Despite Bacon's impressive resume and her findings -- and the findings of countless studies she cites -- that obesity is not our problem, the war on obesity is only gaining steam with First Lady Michelle Obama's "Let's Move" campaign and celebrity chef Jamie Oliver's "Food Revolution." Obama's campaign specifically states its goal as solving "the epidemic of childhood obesity within a generation." With the program comes a new foundation, Partnership for a Healthier America (with a mission of tackling childhood obesity) and a Task Force on Childhood Obesity. Using this frame, the problem is entirely defined as one of body size and success will be determined by weight loss.
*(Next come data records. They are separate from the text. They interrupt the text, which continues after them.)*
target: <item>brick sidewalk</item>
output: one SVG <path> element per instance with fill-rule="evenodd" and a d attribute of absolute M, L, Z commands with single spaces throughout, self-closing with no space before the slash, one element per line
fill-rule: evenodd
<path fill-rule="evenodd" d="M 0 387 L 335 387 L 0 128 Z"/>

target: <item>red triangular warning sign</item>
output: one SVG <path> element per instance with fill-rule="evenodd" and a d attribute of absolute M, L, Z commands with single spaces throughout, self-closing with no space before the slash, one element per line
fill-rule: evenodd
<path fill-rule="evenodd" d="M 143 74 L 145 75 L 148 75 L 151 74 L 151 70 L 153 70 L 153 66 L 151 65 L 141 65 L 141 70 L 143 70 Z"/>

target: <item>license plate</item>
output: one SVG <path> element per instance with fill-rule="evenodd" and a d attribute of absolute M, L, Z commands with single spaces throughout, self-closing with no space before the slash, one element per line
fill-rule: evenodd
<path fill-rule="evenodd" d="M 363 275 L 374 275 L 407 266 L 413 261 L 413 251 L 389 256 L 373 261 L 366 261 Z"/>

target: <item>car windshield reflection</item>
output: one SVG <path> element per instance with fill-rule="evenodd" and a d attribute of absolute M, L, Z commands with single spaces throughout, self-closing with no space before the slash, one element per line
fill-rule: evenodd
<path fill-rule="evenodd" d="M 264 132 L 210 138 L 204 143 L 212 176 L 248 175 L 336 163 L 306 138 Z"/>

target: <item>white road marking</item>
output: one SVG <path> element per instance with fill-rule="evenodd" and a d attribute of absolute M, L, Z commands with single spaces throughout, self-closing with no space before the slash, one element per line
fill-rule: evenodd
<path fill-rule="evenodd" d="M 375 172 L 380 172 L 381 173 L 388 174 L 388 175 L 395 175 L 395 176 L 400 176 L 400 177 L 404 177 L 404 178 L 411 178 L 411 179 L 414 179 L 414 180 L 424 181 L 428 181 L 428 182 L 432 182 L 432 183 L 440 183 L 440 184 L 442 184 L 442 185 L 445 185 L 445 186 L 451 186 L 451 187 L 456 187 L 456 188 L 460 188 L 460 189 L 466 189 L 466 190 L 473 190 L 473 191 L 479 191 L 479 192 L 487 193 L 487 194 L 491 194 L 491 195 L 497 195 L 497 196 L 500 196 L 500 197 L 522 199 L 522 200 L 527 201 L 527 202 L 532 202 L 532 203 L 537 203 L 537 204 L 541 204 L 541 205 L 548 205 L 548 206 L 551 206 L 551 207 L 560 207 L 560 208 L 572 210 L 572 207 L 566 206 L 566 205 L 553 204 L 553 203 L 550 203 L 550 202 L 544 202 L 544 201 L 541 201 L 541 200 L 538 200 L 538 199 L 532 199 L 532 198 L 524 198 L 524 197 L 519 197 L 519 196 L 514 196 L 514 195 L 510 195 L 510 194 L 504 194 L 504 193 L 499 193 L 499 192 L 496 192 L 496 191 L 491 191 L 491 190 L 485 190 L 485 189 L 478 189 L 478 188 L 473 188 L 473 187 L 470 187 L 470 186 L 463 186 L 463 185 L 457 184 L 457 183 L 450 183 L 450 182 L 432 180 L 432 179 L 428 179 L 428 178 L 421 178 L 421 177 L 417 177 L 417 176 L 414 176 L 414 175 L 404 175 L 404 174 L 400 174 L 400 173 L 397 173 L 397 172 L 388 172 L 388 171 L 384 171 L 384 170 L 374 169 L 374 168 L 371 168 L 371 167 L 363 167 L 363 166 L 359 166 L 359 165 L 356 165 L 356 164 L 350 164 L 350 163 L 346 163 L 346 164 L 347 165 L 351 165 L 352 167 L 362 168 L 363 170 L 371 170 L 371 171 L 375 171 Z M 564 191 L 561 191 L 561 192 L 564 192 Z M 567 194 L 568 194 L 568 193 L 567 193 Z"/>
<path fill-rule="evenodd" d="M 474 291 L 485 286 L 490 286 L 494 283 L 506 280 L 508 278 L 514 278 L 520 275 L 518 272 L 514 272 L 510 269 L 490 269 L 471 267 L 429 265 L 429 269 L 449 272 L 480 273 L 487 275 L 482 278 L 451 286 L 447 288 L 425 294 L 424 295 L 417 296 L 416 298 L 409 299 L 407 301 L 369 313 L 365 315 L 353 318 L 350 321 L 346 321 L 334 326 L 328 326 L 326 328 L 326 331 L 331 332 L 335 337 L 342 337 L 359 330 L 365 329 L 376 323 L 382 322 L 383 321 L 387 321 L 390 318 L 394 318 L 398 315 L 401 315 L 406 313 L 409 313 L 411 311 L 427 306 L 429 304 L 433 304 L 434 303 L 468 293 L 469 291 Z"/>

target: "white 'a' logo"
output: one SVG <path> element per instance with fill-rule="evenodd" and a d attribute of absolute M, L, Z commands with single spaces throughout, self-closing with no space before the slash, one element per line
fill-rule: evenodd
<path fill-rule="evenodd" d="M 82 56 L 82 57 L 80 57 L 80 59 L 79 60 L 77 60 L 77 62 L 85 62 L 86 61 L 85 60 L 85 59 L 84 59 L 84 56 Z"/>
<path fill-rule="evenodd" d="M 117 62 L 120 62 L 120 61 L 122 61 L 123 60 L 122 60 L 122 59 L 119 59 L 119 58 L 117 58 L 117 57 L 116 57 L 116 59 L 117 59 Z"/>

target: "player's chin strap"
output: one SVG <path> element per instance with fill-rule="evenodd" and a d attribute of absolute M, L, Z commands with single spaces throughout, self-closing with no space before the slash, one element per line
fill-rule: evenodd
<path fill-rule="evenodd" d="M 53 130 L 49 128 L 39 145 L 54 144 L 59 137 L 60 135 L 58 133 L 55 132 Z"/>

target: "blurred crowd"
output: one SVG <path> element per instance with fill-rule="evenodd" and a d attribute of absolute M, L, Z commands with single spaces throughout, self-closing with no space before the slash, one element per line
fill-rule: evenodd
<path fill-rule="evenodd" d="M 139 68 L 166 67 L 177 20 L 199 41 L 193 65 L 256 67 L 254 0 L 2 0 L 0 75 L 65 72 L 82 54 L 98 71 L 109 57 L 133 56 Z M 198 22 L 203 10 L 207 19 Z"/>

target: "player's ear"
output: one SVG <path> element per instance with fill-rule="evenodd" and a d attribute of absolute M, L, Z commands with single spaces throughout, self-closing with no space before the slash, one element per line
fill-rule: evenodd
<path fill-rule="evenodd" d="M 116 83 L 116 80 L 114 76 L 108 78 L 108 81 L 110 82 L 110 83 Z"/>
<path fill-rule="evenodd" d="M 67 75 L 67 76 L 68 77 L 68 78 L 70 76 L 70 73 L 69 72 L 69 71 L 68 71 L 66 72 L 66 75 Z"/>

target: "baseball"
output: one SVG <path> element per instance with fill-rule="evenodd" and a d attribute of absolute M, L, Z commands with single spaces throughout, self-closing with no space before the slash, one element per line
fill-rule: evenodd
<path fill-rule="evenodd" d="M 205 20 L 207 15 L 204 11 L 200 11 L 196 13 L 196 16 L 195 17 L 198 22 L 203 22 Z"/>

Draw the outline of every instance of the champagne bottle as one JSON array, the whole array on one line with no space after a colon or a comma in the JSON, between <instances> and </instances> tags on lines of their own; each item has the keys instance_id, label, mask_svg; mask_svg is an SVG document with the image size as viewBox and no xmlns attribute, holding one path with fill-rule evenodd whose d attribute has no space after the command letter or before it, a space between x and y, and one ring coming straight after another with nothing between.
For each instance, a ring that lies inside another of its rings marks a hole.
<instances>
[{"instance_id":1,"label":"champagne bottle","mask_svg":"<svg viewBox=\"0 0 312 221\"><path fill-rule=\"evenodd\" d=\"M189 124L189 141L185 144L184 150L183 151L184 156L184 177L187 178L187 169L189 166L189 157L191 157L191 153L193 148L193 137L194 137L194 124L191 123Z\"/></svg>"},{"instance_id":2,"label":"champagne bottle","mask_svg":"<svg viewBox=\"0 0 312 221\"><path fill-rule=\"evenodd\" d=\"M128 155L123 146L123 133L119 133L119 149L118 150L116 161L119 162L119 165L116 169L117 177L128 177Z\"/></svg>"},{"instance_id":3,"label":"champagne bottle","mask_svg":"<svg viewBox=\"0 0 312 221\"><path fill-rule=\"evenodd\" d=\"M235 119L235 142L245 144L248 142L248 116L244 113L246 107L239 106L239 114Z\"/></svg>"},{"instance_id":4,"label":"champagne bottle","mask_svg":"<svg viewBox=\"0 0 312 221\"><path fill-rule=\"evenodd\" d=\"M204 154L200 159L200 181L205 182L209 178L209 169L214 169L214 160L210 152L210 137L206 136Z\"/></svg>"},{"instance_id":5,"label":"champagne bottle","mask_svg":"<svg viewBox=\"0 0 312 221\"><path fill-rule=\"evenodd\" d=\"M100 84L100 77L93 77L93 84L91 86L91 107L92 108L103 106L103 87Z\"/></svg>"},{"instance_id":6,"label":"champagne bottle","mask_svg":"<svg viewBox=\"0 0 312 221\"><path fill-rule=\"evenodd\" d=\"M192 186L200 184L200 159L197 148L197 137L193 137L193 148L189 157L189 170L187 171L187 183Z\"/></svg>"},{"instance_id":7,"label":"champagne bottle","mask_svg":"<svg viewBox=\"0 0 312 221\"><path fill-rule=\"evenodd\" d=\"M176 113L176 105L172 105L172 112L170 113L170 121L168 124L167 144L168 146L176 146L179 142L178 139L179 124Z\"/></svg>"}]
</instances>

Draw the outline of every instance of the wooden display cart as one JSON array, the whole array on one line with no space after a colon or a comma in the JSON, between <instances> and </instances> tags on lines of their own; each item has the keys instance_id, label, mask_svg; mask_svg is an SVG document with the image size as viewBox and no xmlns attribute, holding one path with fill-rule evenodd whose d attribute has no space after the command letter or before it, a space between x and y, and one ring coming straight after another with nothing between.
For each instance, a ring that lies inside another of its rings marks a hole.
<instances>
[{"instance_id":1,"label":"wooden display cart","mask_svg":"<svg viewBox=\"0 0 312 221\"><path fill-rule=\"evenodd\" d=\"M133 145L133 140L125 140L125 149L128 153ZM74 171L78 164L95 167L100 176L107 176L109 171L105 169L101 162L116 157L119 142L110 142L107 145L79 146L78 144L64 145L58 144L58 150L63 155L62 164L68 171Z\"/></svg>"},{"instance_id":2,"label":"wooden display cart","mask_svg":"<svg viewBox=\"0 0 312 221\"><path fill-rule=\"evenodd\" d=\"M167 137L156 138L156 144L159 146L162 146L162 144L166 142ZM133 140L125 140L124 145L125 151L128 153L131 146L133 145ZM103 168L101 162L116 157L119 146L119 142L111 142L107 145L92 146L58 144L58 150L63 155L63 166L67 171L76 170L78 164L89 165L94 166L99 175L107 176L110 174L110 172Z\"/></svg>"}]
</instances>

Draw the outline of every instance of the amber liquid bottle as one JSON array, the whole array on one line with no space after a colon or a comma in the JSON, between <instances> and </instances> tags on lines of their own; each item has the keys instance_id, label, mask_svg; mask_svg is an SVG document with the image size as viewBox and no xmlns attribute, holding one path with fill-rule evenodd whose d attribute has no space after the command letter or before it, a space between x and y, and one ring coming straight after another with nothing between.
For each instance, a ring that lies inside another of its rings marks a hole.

Jamie Oliver's Web site and his petition to start an American food revolution focus more on providing kids with fresh, healthy foods and cooking skills, but his Web site still notes obesity as a problem (for example, offering "facts and figures about how obesity and diet is affecting America's health"). The same can be said of the first few episodes of his show. Mostly they emphasize eating healthy food and preventing problems like type 2 diabetes, but many feel that the show contains a strong fat-shaming element as well. Rather than blaming obesity itself as the main problem, there is an implicit (and sometimes stated) message that obesity is part of the problem. In fact, the city chosen as the site for Oliver's show, Huntington, West Virginia, was selected because it was named the "fattest and unhealthiest" city in America (implying the two terms are synonymous).